Note: we don’t want to create any more partitions at this point, as we’re just using it as a substrate for the LVM storage. More ‘partitions’ would be added through LVM itself as that’s the technology that manages the partitions.
So first we create the physical volume on the Linux LVM partition at /dev/sda1.
Then we want to create the Volume Group. You can think of this as a collection of Logical Volumes which themselves are a bit of virtual storage, like a partition, but that can be moved around and resized at will (well, with some caveats – namely the file system inside)
[root@archbang ablive]# pvcreate /dev/sda1 Physical volume "/dev/sda1" successfully created [root@archbang ablive]# pvdisplay "/dev/sda1" is a new physical volume of "40.00 GiB" --- NEW Physical volume --- PV Name /dev/sda1 VG Name PV Size 40.00 GiB Allocatable NO PE Size 0 Total PE 0 Free PE 0 Allocated PE 0 PV UUID sQ1aHi-0gVH-zlAL-MFvp-2vlg-2vDt-CbvtAa [root@archbang ablive]# vgcreate vg-root /dev/sda1 Volume group "vg-root" successfully created [root@archbang ablive]# vgdisplay --- Volume group --- VG Name vg-root System ID Format lvm2 Metadata Areas 1 Metadata Sequence No 1 VG Access read/write VG Status resizable MAX LV 0 Cur LV 0 Open LV 0 Max PV 0 Cur PV 1 Act PV 1 VG Size 40.00 GiB PE Size 4.00 MiB Total PE 10239 Alloc PE / Size 0 / 0 Free PE / Size 10239 / 40.00 GiB VG UUID TbuJk8-gGeO-0lfG-MuOQ-7L5u-02Pq-ouAgda [root@archbang ablive]#
Creating your Logical Volumes
Create a Logical Volume, choosing the size (L) and the name (n) and the name of the Volume Group you want to add it to.

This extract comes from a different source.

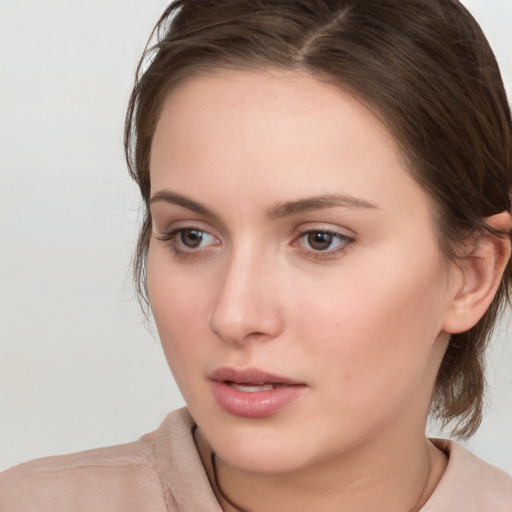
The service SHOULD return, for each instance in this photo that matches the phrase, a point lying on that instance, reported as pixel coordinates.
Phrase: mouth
(255, 388)
(252, 393)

lvcreate -L 30G -n root vg-root
You could create a volume that spans the entirity of the available space, or create smaller ones and use them for each partition (/boot, /home, /etc)
Activating your LVM
The Logical Volumes can then be made known to the kernel using the command `lvchange`
lvchange -ay vg-root
This makes them available under `/dev/vg-root` (or equivelent vg name)
mkfs.ext4 /dev/vg-root/root # create a file system (make your own choice here depending on need)
Striping and Mirroring (if you like)
When you write your data to a logical volume, LVM decides how best to store your data on the underlying physical volumes that the volume group resides upon. As you can see above, this means we’re storing out ‘vg-root’ logical volume on the physical volume /dev/sda1 (the LVM partition we made earlier). Don’t worry if you get confused with the terminology, with practice it becomes clear.
Something a bit more advanced would be to create a Striped Logical Volume. This means you can intentionally add multiple physical devices to an LVM and then choose to stripe, which means data can be written and read in parallel with multiple physical drives but it also increases the chances of data loss. This can be thought of as being along the same lines as a Software RAID 1+0.
There’s also a Mirrored Logical Volume, which as the name implies maintains identical copies of the data written onto multiple physical drives. This means that recovery is possible if one of the underlying physical drives fails.
So there you have it, the LVM should be up and running.